Robert Esler: “Pd++: A C++ Library of Pure Data’s DSP Objects”
Pd++ is a real-time C++ audio synthesis library that implements Pure Data’s DSP (digital signal processing) objects as C++ classes, making it usable with object-oriented programming languages like C++, Java, or C#. The library has been designed to follow similar logic and naming conventions of Pure Data. It includes bindings for Java which allows the library to work with the Processing development environment and C# providing a native code interface to the Unity game engine. Pd++ has also been extensively tested on all major operating systems including iOS and Android, single board CPUs like the Raspberry Pi, as well as C++ based Application Programming Inter- faces (APIs) such as Unreal Engine, Wwise, JUCE and FMOD. In this article the author presents how the library works in design, practice and philosophy, its perceived workflow as a design and educational tool, as well as future developments for Pd++.

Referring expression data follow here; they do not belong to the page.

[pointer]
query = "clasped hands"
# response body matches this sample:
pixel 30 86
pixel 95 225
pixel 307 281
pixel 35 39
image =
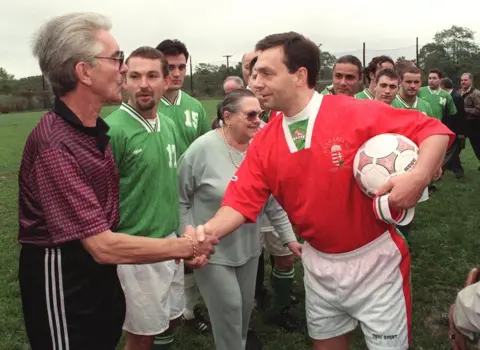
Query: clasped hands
pixel 204 244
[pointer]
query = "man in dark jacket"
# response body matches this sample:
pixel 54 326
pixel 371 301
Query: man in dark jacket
pixel 457 124
pixel 471 96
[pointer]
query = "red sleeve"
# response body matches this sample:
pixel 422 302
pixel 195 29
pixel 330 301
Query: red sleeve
pixel 247 192
pixel 68 202
pixel 410 123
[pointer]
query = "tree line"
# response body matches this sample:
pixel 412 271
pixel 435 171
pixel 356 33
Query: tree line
pixel 453 51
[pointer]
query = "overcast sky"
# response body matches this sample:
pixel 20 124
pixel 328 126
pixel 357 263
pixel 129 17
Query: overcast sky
pixel 213 28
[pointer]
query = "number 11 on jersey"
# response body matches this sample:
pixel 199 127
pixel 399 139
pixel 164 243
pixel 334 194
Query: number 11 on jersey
pixel 191 119
pixel 172 156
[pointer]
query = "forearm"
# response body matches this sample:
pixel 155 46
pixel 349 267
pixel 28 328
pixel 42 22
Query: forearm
pixel 431 154
pixel 284 229
pixel 466 315
pixel 473 111
pixel 225 221
pixel 118 248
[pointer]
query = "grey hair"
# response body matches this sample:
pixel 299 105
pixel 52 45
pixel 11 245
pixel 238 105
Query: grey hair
pixel 236 79
pixel 64 41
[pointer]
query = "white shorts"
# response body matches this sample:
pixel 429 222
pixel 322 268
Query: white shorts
pixel 370 285
pixel 154 295
pixel 273 244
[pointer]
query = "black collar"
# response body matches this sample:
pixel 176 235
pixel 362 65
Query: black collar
pixel 99 131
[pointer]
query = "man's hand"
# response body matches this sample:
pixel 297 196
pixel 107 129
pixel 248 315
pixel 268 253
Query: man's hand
pixel 405 189
pixel 198 262
pixel 295 248
pixel 205 244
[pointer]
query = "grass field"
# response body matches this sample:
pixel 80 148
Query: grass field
pixel 445 244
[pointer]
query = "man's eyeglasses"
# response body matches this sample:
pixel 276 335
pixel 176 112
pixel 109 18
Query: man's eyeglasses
pixel 118 56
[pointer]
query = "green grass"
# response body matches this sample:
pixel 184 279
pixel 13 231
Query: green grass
pixel 444 244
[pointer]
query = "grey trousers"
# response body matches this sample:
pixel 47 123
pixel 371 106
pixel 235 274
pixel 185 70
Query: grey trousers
pixel 228 293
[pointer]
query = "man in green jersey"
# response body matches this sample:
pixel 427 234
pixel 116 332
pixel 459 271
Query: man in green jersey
pixel 411 81
pixel 387 84
pixel 347 73
pixel 145 149
pixel 191 122
pixel 441 101
pixel 400 91
pixel 186 112
pixel 369 74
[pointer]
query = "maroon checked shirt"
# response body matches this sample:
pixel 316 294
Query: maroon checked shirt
pixel 68 181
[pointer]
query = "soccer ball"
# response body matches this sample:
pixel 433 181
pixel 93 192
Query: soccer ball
pixel 382 157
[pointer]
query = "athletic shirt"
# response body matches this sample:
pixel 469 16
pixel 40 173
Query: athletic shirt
pixel 440 101
pixel 419 105
pixel 315 184
pixel 146 156
pixel 203 175
pixel 189 116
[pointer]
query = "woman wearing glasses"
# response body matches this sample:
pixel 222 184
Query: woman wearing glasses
pixel 227 283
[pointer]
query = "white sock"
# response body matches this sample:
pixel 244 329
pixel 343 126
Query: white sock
pixel 191 296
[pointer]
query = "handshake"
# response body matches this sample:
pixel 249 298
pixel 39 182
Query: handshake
pixel 203 245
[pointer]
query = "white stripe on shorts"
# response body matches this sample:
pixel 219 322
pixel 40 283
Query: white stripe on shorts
pixel 55 299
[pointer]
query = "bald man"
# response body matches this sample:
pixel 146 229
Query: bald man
pixel 232 83
pixel 246 59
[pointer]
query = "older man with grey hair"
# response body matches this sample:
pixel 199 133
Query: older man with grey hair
pixel 232 83
pixel 69 197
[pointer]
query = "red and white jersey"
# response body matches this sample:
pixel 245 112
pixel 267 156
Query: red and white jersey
pixel 315 185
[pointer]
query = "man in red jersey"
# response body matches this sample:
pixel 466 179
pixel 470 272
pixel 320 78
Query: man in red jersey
pixel 357 268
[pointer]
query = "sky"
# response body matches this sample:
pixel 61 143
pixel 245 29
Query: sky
pixel 213 28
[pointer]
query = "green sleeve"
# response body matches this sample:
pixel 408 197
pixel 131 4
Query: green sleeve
pixel 451 109
pixel 118 144
pixel 428 110
pixel 204 123
pixel 186 188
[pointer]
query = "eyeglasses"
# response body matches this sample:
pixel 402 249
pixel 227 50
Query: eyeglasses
pixel 118 56
pixel 252 115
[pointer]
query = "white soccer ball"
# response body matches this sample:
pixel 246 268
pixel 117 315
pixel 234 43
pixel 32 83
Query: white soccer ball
pixel 382 157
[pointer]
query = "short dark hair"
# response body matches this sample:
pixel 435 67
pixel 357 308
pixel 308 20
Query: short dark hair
pixel 150 53
pixel 252 64
pixel 401 65
pixel 389 73
pixel 298 52
pixel 350 59
pixel 412 70
pixel 374 64
pixel 230 104
pixel 173 48
pixel 437 72
pixel 447 83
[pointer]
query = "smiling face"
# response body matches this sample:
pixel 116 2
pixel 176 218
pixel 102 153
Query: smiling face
pixel 243 124
pixel 105 77
pixel 177 65
pixel 145 83
pixel 386 89
pixel 345 79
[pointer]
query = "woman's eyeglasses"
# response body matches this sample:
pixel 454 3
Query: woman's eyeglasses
pixel 252 115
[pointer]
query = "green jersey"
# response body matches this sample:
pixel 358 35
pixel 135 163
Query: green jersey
pixel 419 105
pixel 441 102
pixel 364 95
pixel 146 158
pixel 189 117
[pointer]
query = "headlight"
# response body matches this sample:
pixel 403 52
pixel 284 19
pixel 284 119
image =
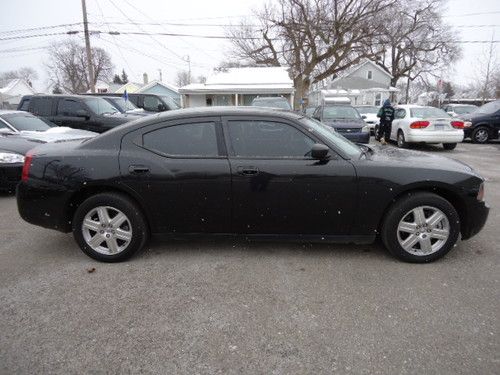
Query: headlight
pixel 11 158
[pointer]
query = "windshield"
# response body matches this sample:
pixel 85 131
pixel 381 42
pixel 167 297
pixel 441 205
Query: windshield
pixel 272 103
pixel 464 109
pixel 170 102
pixel 428 112
pixel 123 105
pixel 26 122
pixel 100 106
pixel 340 112
pixel 332 136
pixel 364 110
pixel 489 107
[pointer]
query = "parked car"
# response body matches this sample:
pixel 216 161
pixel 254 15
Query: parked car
pixel 484 123
pixel 345 119
pixel 421 124
pixel 29 126
pixel 278 102
pixel 20 132
pixel 369 114
pixel 75 111
pixel 253 172
pixel 126 106
pixel 148 102
pixel 459 110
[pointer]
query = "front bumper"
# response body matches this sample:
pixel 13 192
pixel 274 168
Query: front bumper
pixel 10 175
pixel 357 137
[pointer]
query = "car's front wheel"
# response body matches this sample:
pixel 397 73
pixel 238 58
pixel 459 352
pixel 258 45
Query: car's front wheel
pixel 420 227
pixel 109 227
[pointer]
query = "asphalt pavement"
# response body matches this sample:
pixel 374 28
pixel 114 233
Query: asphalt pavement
pixel 225 307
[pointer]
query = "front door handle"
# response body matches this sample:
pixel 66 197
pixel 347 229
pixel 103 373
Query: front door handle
pixel 248 171
pixel 138 169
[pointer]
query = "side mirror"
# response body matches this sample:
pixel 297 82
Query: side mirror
pixel 82 113
pixel 319 151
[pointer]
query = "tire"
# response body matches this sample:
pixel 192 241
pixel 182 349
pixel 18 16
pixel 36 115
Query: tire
pixel 480 135
pixel 401 139
pixel 101 238
pixel 449 146
pixel 416 240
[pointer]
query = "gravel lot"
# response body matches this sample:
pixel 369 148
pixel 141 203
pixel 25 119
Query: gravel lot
pixel 221 306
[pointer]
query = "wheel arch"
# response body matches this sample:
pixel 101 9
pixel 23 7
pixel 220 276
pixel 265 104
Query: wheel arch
pixel 87 191
pixel 443 191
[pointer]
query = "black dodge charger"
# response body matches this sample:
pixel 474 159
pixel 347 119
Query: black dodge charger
pixel 252 172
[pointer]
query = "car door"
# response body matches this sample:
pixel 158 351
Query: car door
pixel 278 189
pixel 398 122
pixel 181 172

Tian Cheng, Tomoyasu Nakano and Masataka Goto: “Exploring Masked CE Losses to Enhance Word Offset Estimation in CTC-based Lyrics-to-Audio Alignment”

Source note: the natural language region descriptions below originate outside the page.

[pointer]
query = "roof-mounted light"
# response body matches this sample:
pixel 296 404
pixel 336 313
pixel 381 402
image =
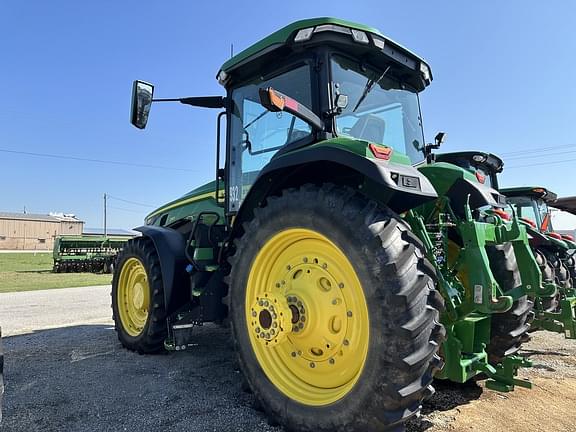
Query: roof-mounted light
pixel 222 77
pixel 332 27
pixel 425 71
pixel 479 158
pixel 360 36
pixel 304 35
pixel 378 43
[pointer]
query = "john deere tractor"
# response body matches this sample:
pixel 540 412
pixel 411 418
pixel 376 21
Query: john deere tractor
pixel 329 240
pixel 555 253
pixel 555 305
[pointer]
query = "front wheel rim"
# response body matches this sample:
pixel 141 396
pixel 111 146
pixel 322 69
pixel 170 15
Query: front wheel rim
pixel 133 296
pixel 304 290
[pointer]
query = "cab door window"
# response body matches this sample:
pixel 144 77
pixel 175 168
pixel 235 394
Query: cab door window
pixel 257 134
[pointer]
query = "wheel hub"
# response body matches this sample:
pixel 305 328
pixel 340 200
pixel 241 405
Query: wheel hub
pixel 271 317
pixel 307 317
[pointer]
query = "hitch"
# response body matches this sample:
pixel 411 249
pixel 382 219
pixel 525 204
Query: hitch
pixel 563 321
pixel 502 377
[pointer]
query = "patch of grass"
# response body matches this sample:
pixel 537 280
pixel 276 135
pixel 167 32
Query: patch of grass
pixel 29 272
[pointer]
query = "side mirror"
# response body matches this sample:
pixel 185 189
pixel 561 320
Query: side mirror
pixel 440 138
pixel 142 93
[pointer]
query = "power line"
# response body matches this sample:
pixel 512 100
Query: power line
pixel 536 150
pixel 539 155
pixel 103 161
pixel 128 210
pixel 541 163
pixel 130 202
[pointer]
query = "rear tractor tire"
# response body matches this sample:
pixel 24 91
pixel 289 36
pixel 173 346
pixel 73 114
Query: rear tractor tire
pixel 138 298
pixel 334 313
pixel 509 330
pixel 1 374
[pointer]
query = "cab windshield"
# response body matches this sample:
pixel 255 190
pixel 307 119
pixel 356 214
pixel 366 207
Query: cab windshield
pixel 388 114
pixel 535 210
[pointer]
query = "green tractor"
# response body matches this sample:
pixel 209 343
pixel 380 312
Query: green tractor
pixel 350 270
pixel 555 254
pixel 555 309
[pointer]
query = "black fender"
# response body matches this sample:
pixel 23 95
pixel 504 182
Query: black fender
pixel 170 246
pixel 403 186
pixel 476 194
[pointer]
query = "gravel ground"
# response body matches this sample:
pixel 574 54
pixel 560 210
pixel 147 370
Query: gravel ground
pixel 79 378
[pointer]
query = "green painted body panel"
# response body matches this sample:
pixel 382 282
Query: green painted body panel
pixel 202 198
pixel 198 200
pixel 443 175
pixel 471 293
pixel 284 35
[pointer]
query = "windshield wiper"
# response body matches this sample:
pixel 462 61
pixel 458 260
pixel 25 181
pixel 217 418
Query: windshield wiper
pixel 368 88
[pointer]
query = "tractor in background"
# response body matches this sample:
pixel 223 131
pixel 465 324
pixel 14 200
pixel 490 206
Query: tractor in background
pixel 554 253
pixel 351 267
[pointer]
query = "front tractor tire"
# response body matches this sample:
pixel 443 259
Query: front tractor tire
pixel 334 313
pixel 138 298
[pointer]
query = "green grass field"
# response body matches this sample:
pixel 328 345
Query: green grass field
pixel 28 272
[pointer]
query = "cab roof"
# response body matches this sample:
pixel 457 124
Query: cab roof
pixel 567 204
pixel 300 33
pixel 537 192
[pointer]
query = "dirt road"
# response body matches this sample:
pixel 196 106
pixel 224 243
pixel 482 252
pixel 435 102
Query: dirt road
pixel 76 377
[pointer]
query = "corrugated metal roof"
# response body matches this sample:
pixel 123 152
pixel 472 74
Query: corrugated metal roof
pixel 37 217
pixel 109 231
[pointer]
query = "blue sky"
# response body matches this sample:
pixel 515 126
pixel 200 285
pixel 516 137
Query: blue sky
pixel 503 82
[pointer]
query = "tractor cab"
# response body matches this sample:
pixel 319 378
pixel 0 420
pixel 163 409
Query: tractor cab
pixel 340 89
pixel 531 204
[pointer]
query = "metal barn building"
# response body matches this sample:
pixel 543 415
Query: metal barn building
pixel 27 231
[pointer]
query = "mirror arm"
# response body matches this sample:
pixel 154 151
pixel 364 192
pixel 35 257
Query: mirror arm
pixel 201 101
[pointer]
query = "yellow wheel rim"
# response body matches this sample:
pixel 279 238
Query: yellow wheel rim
pixel 307 317
pixel 133 296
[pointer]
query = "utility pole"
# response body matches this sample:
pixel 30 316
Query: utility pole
pixel 105 227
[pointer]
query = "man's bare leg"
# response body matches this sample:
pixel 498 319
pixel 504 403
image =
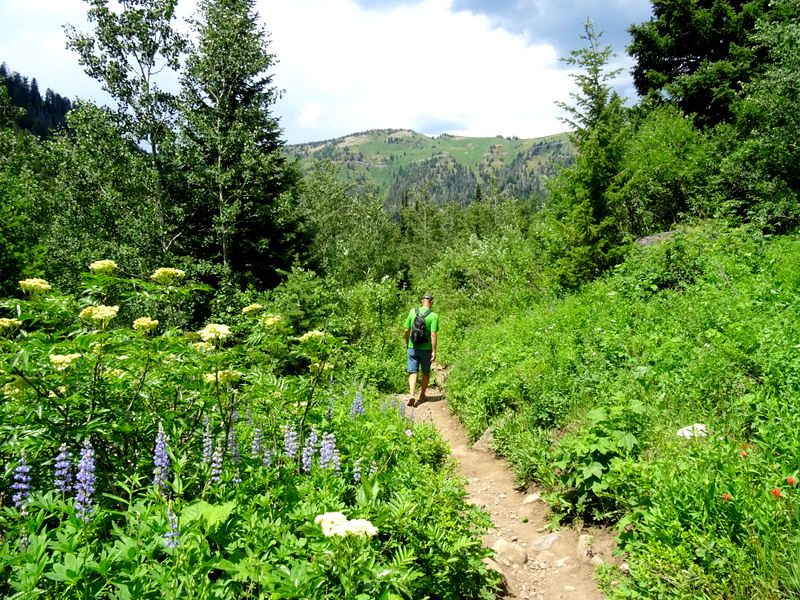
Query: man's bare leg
pixel 424 385
pixel 412 385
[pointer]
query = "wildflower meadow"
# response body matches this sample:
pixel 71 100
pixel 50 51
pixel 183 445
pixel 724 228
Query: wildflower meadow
pixel 142 460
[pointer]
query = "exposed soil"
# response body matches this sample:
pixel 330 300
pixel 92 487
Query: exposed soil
pixel 533 568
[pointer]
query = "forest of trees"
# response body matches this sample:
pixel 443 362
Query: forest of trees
pixel 42 115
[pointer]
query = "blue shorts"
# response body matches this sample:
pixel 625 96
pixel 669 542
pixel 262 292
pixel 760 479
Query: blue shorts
pixel 419 358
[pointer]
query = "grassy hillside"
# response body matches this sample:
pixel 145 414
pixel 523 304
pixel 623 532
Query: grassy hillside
pixel 664 398
pixel 399 161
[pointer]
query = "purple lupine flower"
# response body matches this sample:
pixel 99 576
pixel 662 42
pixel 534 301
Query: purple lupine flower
pixel 309 450
pixel 208 443
pixel 258 441
pixel 290 441
pixel 22 482
pixel 216 463
pixel 233 445
pixel 63 470
pixel 329 413
pixel 328 454
pixel 85 482
pixel 160 460
pixel 266 459
pixel 171 537
pixel 358 405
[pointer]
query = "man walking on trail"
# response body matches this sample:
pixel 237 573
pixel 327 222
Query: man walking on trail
pixel 421 344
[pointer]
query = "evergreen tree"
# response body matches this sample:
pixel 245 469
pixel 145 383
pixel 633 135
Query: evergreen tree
pixel 588 240
pixel 698 54
pixel 243 216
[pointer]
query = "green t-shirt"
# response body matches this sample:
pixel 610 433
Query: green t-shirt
pixel 431 324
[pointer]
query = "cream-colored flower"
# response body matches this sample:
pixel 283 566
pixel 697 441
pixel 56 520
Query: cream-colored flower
pixel 9 324
pixel 361 527
pixel 34 286
pixel 145 324
pixel 270 320
pixel 167 275
pixel 223 377
pixel 14 389
pixel 311 335
pixel 336 524
pixel 214 331
pixel 99 315
pixel 103 267
pixel 62 361
pixel 255 307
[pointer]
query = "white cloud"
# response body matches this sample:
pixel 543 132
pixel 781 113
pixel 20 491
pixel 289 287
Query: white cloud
pixel 409 65
pixel 346 69
pixel 309 115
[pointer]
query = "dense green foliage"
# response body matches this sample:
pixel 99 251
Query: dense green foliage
pixel 586 394
pixel 206 460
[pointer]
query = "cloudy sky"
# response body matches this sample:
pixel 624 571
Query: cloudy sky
pixel 469 67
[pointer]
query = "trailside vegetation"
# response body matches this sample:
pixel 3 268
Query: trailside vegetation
pixel 200 340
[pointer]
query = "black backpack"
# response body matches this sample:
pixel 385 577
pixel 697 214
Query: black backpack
pixel 418 333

Lyrics-to-audio alignment is an important task for real-world applications such as karaoke systems. Despite alignment performance improved with the release of large datasets and the utility of advanced deep learning models, accurate word offset estimation remains challenging. To address this problem, we extend our previously proposed masked cross-entropy (CE) loss by proposing new masks to enforce model predictions at masked frames with frame-wise phoneme labels derived from word-level annotations. We train a Convolutional Recurrent Neural Network (CRNN) by using both the masked CE loss and the Connectionist Temporal Classification (CTC) loss. By comparing the results obtained by using different masks in the masked CE loss, we find that word offset estimation performance is improved by using masks which cover all silent frames. In addition, we find that masks on word onset frames are essential for improving word onset estimation performance. We achieve comparable word onset estimation results and provide benchmark word offset estimation results for future research.